I read Kerouac, a different spaced-out hedonistic glory, imagining myself a hitchhiker resembling young Paul Newman in The Long Hot Summer, cool On the Road like Sal Paradise in Big Sur where punctuation took a vacation.  The comfort of books became a de facto method of feeling the sun on my face until an opportunity to visit America as a volunteer worker opened up.  Falling ill en route, unable to immediately honour my contract, I was sacked a couple of weeks after arriving.  The driver of my short-lived employers, dumping me at a motel for one pre-paid night, pissed off by my treatment, asked what I would do now that I was recovering.  Not sure, I replied.  Ever think of hitchhiking? he said.  You’d meet people.  Americans are better than this.

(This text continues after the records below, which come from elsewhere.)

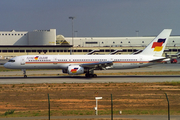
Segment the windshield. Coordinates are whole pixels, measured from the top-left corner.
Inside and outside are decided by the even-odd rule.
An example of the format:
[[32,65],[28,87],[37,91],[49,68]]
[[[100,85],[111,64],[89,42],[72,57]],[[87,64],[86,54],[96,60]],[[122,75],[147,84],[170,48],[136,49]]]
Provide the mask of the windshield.
[[8,62],[15,62],[15,60],[9,60]]

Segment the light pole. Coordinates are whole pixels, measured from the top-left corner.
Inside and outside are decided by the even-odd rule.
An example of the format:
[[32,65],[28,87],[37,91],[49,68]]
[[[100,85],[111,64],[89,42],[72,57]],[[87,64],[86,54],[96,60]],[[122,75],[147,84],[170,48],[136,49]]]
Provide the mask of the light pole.
[[[75,19],[75,17],[69,17],[69,19],[72,19],[72,47],[74,46],[74,40],[73,40],[73,37],[74,37],[74,30],[73,30],[73,19]],[[70,55],[72,55],[72,47],[71,47],[71,51],[70,51]]]
[[139,37],[139,30],[136,30],[136,37]]

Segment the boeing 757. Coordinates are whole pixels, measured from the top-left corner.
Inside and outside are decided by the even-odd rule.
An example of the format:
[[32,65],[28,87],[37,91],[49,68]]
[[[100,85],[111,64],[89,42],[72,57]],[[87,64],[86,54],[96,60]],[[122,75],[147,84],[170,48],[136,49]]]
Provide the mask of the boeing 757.
[[5,68],[22,69],[62,69],[69,75],[85,74],[97,77],[94,70],[131,69],[162,63],[169,59],[162,56],[171,29],[164,29],[139,54],[132,55],[23,55],[10,59]]

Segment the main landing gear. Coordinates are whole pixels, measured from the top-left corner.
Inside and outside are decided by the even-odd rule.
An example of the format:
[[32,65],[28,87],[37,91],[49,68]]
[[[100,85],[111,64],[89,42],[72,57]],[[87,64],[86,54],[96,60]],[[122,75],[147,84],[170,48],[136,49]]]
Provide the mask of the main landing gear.
[[96,74],[94,74],[94,70],[87,70],[87,73],[85,74],[87,78],[97,77]]
[[22,69],[22,71],[23,71],[24,78],[27,78],[26,69]]

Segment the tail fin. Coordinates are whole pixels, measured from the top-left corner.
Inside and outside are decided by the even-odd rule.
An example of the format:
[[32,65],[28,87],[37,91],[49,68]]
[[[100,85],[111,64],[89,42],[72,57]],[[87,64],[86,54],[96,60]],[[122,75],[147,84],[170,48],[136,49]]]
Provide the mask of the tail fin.
[[172,29],[164,29],[141,53],[140,55],[151,55],[161,57],[166,47]]

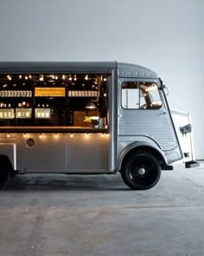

A short walk from the motel, unsure of the direction my thumb hankered towards after experiencing the unexpected, I plunged into the wonderful relief freedom affords, this adventure’s distillation having taken years like a fine malt whiskey, unplanned yet not so.  Travelling the other way, a tall black guy, perhaps a basketballer standing, torso visible through a sunroof, pointed to a car braked some distance beyond me.  Hefting my pack, a small tent stowed, risking what? my long-lulled nerves? I lumbered on shaky legs into time stilled forever in memory now, somewhere in upstate N.Y., heading north, I guessed correctly, heart a skittering mouse as I disappeared into America’s pulsing hinterland.

Ian C Smith’s work has been published in Antipodes, BBC Radio 4 Sounds,The Dalhousie Review, Griffith Review, San Pedro River Review, Southword, The Stony Thursday Book, & Two Thirds North. His seventh book, wonder sadness madness joy, is published by Ginninderra (Port Adelaide).  He writes in the Gippsland Lakes area of Victoria, and on Flinders Island.